National Supercomputing Network Awards Grants to University of Arkansas Researchers
Three projects allocated time worth an estimated $288,000Monday, February 04, 2013
Doug Spearot (left), associate professor of mechanical engineering, and doctoral student Shawn Coleman received an award of supercomputer time through the Extreme Science and Engineering Discovery Environment. Photo by Russell Cothren, University of Arkansas.
FAYETTEVILLE, Ark. – The white board in Douglas Spearot’s office in the Institute for Nanoscience and Engineering at the University of Arkansas is a symphony of green, red and black drawings and equations.
Spearot, an associate professor of mechanical engineering, and doctoral student Shawn Coleman are working to solve a computational problem in nanoscale material behavior. The work on the white board represents research they are conducting with the aid of supercomputers located in San Diego and Austin, Texas.
Their project was among three major awards of supercomputer time recently allocated to U of A researchers by the Extreme Science and Engineering Discovery Environment, a collection of facilities that scientists can use to interactively share computing resources, data and expertise.

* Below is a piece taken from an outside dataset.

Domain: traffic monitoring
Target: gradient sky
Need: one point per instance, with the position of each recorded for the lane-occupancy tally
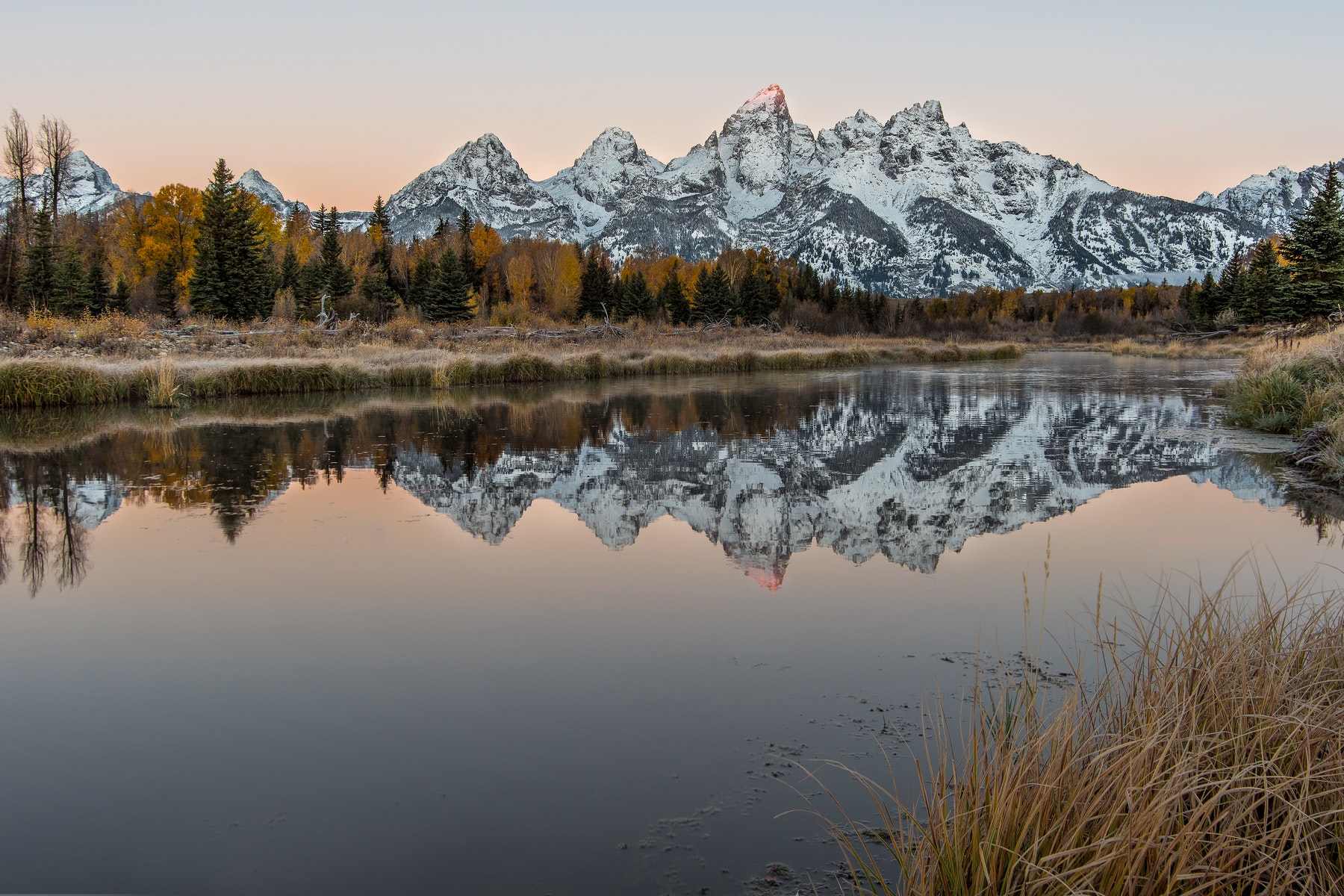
(336, 102)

The collected facilities, known as XSEDE, are supported by the National Science Foundation and offer researchers access to a network of 16 supercomputers and high-end visualization and data analysis resources across the United States.
The awards to the U of A total 3.6 million “service units” on supercomputers at sites ranging from California to Tennessee. The units, equivalent to core computing hours, are worth approximately $288,000 based on estimates by the National Science Foundation and XSEDE, according to Jeff Pummill, manager of cyberinfrastructure enablement at the university’s Arkansas High Performance Computing Center. A core hour is the amount of work that would be done by just one central processing unit core in one hour's time.
The researchers don’t travel to the supercomputer sites; they connect to the supercomputers from their campuses and remotely submit jobs that often require hundreds of processors and hundreds of terabytes of memory. A terabyte is equal to 1 trillion bytes, or 1,000 gigabytes.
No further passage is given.